The important portion of Closed Vision to my argument occurs early on, and lasts only briefly, and is stylistically quite different from the bulk of the film. The contents of this section are precise and more highly articulate, despite the fact that the section appears utilizing the same basic unit structure of We Can’t Go Home Again. The difference is that Marc O.’s film negates a direct confrontation with the cinematographic langue by restricting the content of his units to still images on a much larger collage (a concept adapted by the filmmaker from the Rythmus films of Hans Richter and the formal experiments of Marcel Duchamp in the twenties). This collage (composed of roughly cut out images from different magazines) appears in wide shot, revealing all of it’s many pictures as individual units. Then, Marc O. moves his camera in on single sections of the bigger collage, emphasizing single units. Thus, Marc O.’s film provides a sort of blueprint for the mechanisms with which Ray would conduct his own deconstruction of cinematic linguistics.

The most striking element that links these two films is that any similarity is entirely unintentional. It is unlikely Nicolas Ray ever encountered Marc O.’s film, as it is just as unlikely that Marc O. ever intended to suggest the cinematic possibilities of We Can’t Go Home Again. What’s strange is that Ray’s effective call for a new cinematic language never found a more mainstream expression and only regressed back into the cinematic avant-garde.
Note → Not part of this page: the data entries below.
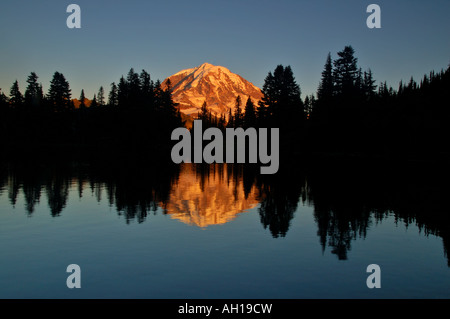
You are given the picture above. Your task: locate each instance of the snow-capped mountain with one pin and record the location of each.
(216, 85)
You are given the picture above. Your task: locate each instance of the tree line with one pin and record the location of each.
(349, 113)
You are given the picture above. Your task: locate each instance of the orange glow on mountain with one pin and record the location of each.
(215, 199)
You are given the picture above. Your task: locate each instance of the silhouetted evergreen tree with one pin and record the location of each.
(59, 93)
(281, 105)
(345, 72)
(230, 122)
(250, 114)
(100, 97)
(113, 100)
(238, 112)
(82, 100)
(94, 102)
(326, 86)
(15, 96)
(33, 93)
(123, 93)
(147, 90)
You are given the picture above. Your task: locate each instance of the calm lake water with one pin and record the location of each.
(223, 231)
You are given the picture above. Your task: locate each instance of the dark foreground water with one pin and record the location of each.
(223, 231)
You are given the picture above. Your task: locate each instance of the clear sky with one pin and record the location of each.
(249, 37)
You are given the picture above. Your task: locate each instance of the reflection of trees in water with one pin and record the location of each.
(347, 198)
(280, 195)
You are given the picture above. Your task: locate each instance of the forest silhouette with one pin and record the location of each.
(356, 150)
(349, 115)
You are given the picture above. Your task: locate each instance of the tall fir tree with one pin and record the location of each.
(250, 114)
(101, 97)
(326, 86)
(59, 93)
(82, 100)
(15, 96)
(33, 93)
(238, 112)
(345, 72)
(282, 98)
(112, 97)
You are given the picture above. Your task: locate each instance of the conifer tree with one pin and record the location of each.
(33, 92)
(238, 112)
(15, 96)
(250, 114)
(59, 93)
(326, 86)
(82, 100)
(113, 98)
(100, 97)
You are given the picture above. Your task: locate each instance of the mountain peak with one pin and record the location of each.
(216, 85)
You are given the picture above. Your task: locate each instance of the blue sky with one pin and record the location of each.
(249, 37)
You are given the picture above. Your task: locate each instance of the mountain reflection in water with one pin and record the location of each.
(348, 198)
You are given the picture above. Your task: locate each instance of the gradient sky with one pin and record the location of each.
(248, 37)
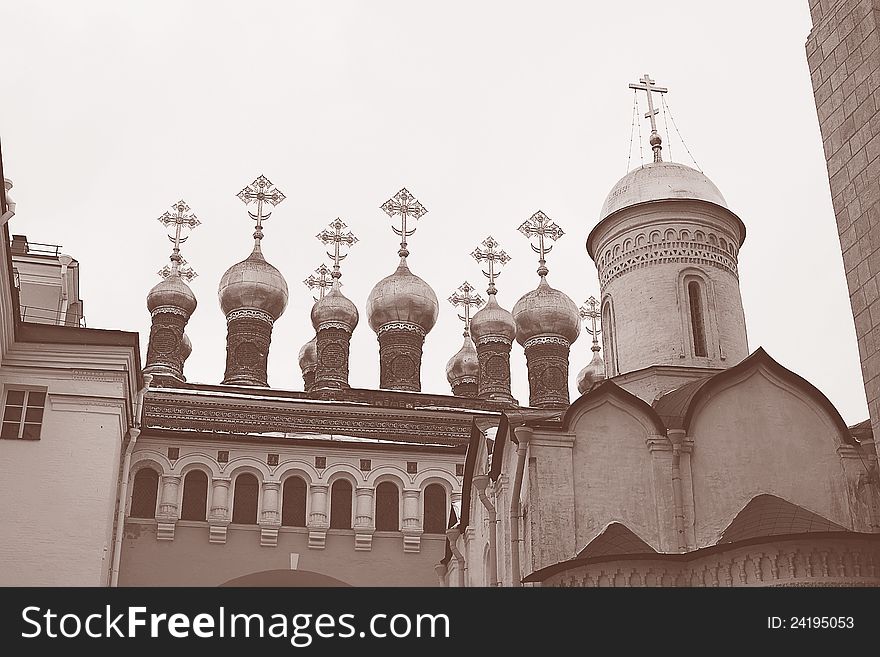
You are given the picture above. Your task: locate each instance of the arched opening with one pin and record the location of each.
(610, 343)
(245, 497)
(698, 321)
(340, 504)
(293, 502)
(144, 494)
(195, 496)
(387, 507)
(435, 510)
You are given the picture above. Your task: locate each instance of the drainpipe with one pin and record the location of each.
(452, 535)
(676, 437)
(523, 435)
(133, 434)
(481, 482)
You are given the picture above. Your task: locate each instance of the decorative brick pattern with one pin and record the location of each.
(843, 52)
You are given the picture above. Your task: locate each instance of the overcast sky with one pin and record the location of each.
(487, 111)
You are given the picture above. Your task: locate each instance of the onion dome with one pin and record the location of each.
(253, 284)
(308, 355)
(464, 365)
(172, 292)
(402, 297)
(592, 373)
(546, 311)
(335, 308)
(660, 181)
(493, 321)
(185, 347)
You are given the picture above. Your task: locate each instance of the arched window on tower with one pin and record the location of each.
(244, 499)
(698, 318)
(387, 507)
(195, 496)
(435, 510)
(144, 493)
(293, 502)
(609, 339)
(340, 504)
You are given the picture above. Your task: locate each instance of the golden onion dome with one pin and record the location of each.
(592, 373)
(493, 321)
(308, 355)
(185, 347)
(402, 297)
(546, 311)
(464, 363)
(253, 284)
(174, 292)
(335, 307)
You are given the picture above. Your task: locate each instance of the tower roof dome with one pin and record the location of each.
(253, 284)
(172, 291)
(546, 311)
(335, 307)
(402, 297)
(493, 320)
(658, 181)
(464, 363)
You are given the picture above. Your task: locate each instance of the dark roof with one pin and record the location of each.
(615, 539)
(768, 515)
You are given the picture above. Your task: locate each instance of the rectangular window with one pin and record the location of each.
(23, 414)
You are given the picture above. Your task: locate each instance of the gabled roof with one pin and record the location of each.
(677, 408)
(616, 538)
(768, 515)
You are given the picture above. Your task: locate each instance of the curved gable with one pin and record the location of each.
(699, 392)
(608, 388)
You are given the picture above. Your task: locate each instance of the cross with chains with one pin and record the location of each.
(338, 239)
(180, 220)
(494, 256)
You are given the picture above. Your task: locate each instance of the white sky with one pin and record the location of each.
(487, 111)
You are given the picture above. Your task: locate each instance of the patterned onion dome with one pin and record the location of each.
(335, 307)
(174, 292)
(546, 311)
(185, 347)
(308, 355)
(592, 373)
(464, 363)
(402, 297)
(493, 320)
(253, 284)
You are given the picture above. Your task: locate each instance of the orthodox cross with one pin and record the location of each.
(262, 191)
(492, 255)
(180, 220)
(541, 225)
(403, 205)
(591, 311)
(338, 239)
(646, 84)
(464, 296)
(321, 279)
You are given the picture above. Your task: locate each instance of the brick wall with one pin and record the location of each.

In fact, the kind of cinematic expression that defines We Can’t Go Home Again and makes it such a singular viewing experience can be found more readily today in video art and installations.

Consider Dieter Roth’s Solo Screens installation of 1997. Roth replaces Ray’s primary frame reference point with an equally fixed and alternately flexible perspective, space. However, while within a space, a spectator can navigate freely. This freedom of movement simulates, to varying degrees, those instances when only a single unit appears in the primary frame during Ray’s film. But unlike Ray, Roth’s units are more clearly defined, manifested as a series of televisions in an aluminum showcase. It is in this way that Roth removes the role Ray played in the production of his film as primary director and editor, replacing those roles and the necessity for such roles by dissecting the cinematographic langue all together, allowing the spectator to dictate the content of his or her own subjective primary frame. Similar effects have been achieved in other video installations, thus grounding the new cinematic language outside of conventional filmmaking as it is popularly thought of and grounding it in the vernacular of gallery art. Some other primary instances are Elija-Liisa Ahtila’s Consolation Service (1999) and Darren Almond’s Traction (1999). This singular evolution is therefore clearly indicative of the growth of cinematic language, as it has always been suggested by the avant-garde, has been growing beyond the theoretical confines of the standardized tools and mechanisms of both formal and traditional movie making and the modes of its spectatorship.